When it comes to performance I would consider the HyperX Savage as the little brother of the HyperX Beast. The Savage didn’t perform as fast as the Beast but it wasn’t far behind either. No wonder the company didn’t named the HyperX Savage something that sounds more powerful or more aggressive than the HyperX Beast.
Wait, you might be wondering where the “overclocking section” is? Well, I didn’t forget the OC section. Unfortunately I wasn’t able to push the memory any further. With the kit I got, the 2400MHz was pretty much its limit. Take note, at 2400MHz it was already running at 1.65V. It’s not practical anymore to push it further to 2600MHz or increase its voltage. However, I wouldn’t say that would be the case with the HyperX Savage 1600MHz or 1866MHz models. You may be able to push them further since they have still room for overclocking.
To sum it up, the HyperX Savage DDR3 2400 16GB (HX324C11SRK2/16) memory kit is another great product from Kingston. It’s a highly reliable memory and it hasn’t failed me or disappointed me. It is also glad to know that they are 100% factory tested before they reach store shelves, and are back with a lifetime warranty. Finally, the HyperX Savage deserves The PC Enthusiast’s Highly Recommended Award.
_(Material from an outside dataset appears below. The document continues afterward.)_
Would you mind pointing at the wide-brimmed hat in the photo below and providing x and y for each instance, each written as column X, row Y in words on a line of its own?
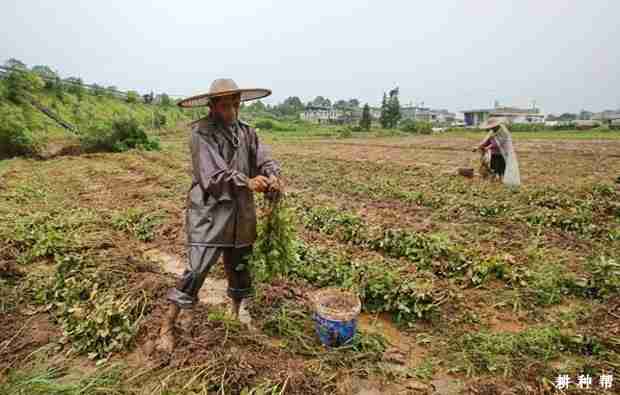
column 492, row 122
column 223, row 87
4 thoughts on “Kingston HyperX Savage DDR3 2400 16GB Memory Kit Review (HX324C11SRK2/16)”
Thanks for the review! But I would like suggest using Thaiphoon Burner utility to get all available technical information from SPD. This app is designed specifically for DRAM modules.
Hi I am
having Gigabyte’s GA-Z77MX-D3H motherboard and Intel’s I5 3570K processor. I
want to buy HyperX Savage 8GB (2X4GB), Standard latency: DDR3-1600 CL11-11-11
@1.5V. Are those two compatible?
Check out the main website specifications: http://www.gigabyte.com/products/product-page.aspx?pid=4145#sp
UPD: even 1.0 motherboard revision will work fine.
This motherboard can work even with 2800MHz memory, although you will have to do some “magic” tricks in the BIOS settings.
The processor can definitely handle a 1600MHz memory. So you can take it))).
I bought a 4GB HyperX 1866MHz kit, and it works fine (bought it on pc24) on x32, but I am thinking about another 4GB to use all the memory.
Surely, the operating system should be x64, since x32 will not see more than 3,4GB.
I am trying to find out the HyperX Savage 16GB 1600MHz DDR3 CL9 power consumption in watts, if the even applies to memory. New to PC’s from years of using Apple computers. Thanks.